Yesterday I went to a funeral near Bury St Edmunds to bury my Godmother, Molly Scotcher, who died last week. I’m not very good at funerals. No matter how much I tell myself I’m going to maintain a stiff upper lip, my eyes somehow turn into water fountains. It didn’t help today when I saw my Father and my Uncle acting as pall-bearers. They were carrying the coffin containing their sister. My mother (from whom I have inherited my moist eyes) was in bits. It was Molly who introduced her to my father fifty years ago. Indeed, had Molly and my mother not struck up a conversation on a train from Clare in Suffolk to Bartlow in Cambridgeshire, my parents would never have met and you wouldn’t be reading this blog.
Molly was a woman of her generation. She was born in 1931 and was educated in Ashdon, near Saffron Walden, at the same school I was to attend thirty years later. She worked as a railway clerk before marrying her husband Percy. She immediately gave up work and had twins, my cousins Susan and Heather. Percy died 17 years ago today and since then she has devoted herself to her grandchildren and caring for elderly people. She really was a woman who put others before herself. Six months ago Molly was diagnosed with three aneurisms, and it was from one of those she died. Susan, her daughter discovered her body. I can think of nothing worse than discovering a dead parent. My sister Sheena rang to tell me. Sheena doesn’t ring me that often and when she does, I often fear the worst.

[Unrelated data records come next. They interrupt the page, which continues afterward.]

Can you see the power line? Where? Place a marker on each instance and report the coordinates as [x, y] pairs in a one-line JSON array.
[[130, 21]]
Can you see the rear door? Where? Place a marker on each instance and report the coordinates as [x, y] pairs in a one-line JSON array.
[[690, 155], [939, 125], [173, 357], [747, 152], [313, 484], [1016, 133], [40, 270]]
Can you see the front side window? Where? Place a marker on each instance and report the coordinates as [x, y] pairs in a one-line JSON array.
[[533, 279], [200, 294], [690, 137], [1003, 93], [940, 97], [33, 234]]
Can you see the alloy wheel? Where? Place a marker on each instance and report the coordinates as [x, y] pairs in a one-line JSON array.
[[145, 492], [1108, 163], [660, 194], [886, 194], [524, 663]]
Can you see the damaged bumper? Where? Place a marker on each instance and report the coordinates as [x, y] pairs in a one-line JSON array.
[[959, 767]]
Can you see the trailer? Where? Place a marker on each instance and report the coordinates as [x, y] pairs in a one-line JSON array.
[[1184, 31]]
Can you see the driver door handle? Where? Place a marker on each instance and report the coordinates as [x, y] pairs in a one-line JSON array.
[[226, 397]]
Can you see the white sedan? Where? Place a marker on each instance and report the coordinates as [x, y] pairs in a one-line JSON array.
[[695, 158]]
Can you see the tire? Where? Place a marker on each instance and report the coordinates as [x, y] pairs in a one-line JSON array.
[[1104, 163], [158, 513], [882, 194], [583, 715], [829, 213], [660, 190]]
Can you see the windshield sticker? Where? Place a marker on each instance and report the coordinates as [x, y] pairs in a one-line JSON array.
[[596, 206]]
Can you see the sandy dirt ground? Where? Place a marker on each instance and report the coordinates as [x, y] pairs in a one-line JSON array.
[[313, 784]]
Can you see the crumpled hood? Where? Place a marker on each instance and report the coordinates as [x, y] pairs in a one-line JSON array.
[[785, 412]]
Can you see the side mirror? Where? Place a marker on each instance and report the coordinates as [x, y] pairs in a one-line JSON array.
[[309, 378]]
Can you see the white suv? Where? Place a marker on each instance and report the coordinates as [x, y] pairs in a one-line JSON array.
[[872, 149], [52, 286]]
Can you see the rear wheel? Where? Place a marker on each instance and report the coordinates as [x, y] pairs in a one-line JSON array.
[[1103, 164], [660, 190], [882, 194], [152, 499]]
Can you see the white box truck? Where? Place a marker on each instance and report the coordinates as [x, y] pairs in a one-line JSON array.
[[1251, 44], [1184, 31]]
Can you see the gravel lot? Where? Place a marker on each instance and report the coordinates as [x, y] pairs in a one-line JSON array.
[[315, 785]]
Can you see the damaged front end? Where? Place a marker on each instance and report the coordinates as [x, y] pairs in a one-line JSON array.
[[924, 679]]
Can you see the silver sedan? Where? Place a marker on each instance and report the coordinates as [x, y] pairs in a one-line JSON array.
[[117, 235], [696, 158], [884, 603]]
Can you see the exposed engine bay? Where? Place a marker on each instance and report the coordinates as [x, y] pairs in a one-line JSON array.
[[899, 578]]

Why am I telling you all this? No idea really. I suppose it was an odd day and I just wanted to get it off my chest. But I was reminded of an exchange I had with one of the journalism students in Cardiff yesterday who made a remark about all politicians being on the make and someone inhumane. I countered that people have a similar view of journalists and made the point that politicians and journalists all have feelings, they all laugh, they cry, they shop in the same places as other people, watch the same TV programmes, suffer from the same illnesses. And everyone gets sad at funerals.
Funerals often provoke odd emotions in me and this one has been no different. One thing it has done is to make me question why I only really see my extended family at funerals. And it’s made me determine to get my sister to ring me when she has good news – or even no news – so at least I don’t always fear the worst when I see her name come up on my phone screen. Yesterday, possibly for the first time, I felt my age.
Apologies for the self indulgence of this post. Normal service to be resumed!